- Associated Press - Wednesday, May 4, 2016

LINCOLN, Neb. (AP) - Lincoln will soon see trolleys again after a more than 70-year absence since residents regularly used them as a mode of transportation.

The city’s public transit bus system, StarTran, plans to buy two compressed natural gas trolleys, three buses and a driver simulator with a $2 million Federal Transit Administration grant, the Lincoln Journal Star (http://bit.ly/1Zcs9AJ ) reported.

The new trolleys will have rubber tires and operate like a bus instead of riding on tracks or being attached to overhead trolley wires.

“Trolleys have their own identity,” said Mike Davis, city transit manager. “They tend to be fun to ride, and they attract riders to them.”

The rear of the trolley buses will be open air in the summer, but they will remain air-conditioned in the front seats, David said.

“It kind of has that fun feel to it,” he said.

Davis said StarTran uses 13 compressed natural gas buses on its routes on the University of Nebraska’s campus and that they generate 20 percent less greenhouse gas than regular buses.

“We found these vehicles to be quieter,” he said.

StarTran has issued a request for proposals for the trolleys, which will run on a route that goes through downtown. StarTran hopes to begin using them in early 2017.

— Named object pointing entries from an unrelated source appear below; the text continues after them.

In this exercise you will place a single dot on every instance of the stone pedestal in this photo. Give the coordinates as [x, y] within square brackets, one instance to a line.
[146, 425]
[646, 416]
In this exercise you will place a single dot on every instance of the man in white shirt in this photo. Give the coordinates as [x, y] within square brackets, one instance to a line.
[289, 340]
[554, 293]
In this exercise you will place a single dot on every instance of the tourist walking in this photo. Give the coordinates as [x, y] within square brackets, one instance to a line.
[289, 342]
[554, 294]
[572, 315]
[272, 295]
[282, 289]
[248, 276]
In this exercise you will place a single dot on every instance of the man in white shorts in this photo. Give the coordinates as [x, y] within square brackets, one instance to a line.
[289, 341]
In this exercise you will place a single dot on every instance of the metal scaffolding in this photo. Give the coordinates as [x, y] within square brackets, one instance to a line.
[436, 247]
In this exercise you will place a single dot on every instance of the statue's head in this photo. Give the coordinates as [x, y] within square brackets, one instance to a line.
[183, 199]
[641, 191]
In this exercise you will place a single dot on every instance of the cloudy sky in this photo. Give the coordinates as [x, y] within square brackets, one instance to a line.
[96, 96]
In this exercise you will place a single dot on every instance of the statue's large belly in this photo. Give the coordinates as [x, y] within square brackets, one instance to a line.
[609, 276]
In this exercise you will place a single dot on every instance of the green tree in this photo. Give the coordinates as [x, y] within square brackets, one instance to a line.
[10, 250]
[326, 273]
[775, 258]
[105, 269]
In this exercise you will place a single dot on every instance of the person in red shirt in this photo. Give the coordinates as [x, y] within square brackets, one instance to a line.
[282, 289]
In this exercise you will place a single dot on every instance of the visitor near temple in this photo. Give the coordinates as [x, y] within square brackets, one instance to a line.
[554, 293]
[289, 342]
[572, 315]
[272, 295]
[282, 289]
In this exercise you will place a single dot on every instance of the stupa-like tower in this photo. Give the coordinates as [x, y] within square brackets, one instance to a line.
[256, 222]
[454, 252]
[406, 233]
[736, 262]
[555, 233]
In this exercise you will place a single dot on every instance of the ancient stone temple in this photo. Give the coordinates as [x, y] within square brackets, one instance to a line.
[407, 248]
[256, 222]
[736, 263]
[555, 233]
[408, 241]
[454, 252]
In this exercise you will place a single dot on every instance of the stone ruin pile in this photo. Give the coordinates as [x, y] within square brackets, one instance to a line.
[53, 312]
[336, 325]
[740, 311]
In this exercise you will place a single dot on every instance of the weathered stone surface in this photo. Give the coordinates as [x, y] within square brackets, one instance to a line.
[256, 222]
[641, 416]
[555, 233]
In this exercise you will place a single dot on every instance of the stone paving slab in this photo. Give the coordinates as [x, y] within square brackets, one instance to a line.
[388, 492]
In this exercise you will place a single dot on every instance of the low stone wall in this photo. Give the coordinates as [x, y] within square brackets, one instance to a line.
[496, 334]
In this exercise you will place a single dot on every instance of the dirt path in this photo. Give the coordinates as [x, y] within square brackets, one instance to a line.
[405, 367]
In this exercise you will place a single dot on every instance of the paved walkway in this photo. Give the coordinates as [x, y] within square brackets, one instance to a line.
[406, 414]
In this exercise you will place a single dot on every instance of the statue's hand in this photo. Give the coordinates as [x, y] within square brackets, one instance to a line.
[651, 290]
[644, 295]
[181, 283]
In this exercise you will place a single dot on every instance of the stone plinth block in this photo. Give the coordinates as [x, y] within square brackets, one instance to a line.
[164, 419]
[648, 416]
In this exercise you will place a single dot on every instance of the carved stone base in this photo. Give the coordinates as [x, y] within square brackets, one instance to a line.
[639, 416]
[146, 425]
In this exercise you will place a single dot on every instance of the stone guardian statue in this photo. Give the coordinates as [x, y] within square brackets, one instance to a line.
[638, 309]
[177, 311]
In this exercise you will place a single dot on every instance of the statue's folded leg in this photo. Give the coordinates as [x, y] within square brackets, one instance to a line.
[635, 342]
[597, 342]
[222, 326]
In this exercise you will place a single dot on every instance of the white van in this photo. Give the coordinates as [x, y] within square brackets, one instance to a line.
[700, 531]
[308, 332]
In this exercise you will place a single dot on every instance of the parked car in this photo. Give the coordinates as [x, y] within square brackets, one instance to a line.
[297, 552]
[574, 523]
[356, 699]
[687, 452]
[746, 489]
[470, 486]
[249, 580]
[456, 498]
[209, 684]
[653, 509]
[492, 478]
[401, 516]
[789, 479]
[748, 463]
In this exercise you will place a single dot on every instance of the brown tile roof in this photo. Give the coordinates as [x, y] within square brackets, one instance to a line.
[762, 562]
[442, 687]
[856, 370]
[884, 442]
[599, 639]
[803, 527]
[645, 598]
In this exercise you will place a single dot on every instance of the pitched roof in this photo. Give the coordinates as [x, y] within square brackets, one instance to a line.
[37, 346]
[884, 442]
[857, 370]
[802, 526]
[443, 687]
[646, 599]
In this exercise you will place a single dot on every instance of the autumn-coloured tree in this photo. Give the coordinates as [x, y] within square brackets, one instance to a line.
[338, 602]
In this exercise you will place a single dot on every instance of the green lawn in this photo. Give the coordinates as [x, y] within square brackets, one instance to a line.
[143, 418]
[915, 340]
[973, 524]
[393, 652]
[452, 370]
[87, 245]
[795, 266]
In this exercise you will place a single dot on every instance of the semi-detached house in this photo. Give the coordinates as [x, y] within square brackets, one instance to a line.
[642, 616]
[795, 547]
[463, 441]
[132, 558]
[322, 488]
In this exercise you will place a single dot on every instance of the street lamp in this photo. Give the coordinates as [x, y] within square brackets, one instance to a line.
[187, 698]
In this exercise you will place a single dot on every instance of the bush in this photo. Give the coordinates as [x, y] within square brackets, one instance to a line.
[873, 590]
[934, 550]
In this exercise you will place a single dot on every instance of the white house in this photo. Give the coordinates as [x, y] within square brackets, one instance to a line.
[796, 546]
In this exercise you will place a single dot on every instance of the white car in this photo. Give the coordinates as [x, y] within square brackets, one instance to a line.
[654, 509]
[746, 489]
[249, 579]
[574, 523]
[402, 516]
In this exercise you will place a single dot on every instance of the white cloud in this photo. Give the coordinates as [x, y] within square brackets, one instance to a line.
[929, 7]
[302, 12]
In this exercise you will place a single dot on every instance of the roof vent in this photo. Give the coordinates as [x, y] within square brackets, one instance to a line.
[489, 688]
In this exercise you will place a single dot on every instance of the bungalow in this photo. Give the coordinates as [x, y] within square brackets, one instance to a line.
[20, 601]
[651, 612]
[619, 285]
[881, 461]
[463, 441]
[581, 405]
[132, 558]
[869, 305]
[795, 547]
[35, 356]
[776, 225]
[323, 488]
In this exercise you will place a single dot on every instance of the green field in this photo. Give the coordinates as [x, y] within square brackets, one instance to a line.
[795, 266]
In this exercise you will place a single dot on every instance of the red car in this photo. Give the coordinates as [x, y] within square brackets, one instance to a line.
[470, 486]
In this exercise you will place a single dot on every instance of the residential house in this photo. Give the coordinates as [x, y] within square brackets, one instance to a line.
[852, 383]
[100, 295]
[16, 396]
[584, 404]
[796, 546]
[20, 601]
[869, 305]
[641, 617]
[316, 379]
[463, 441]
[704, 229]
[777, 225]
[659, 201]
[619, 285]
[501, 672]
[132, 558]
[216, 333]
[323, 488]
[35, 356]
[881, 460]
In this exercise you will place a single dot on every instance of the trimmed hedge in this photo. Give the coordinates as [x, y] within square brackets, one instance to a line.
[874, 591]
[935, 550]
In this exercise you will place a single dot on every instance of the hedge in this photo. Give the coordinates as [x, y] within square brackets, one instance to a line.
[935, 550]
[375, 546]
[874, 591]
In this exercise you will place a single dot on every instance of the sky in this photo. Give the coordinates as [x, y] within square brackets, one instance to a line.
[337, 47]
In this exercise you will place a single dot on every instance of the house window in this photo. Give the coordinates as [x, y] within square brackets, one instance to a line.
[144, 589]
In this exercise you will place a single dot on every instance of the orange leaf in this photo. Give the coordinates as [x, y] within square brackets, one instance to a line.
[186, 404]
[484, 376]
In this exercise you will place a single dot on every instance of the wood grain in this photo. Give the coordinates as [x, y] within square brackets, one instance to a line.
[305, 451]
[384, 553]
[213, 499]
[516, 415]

Lincoln had electric streetcars from 1883 to 1945, said Ed Zimmer, historic preservation planner for the city. He said buses started aggressively replacing trolleys after World War II because less gasoline and other mechanical parts used on buses were needed for combat zone vehicles.

In the 90s, the city had a contract with Good Life Coaches for a trolley, known as Molley the Trolley. After nine years, it stopped running in 2005.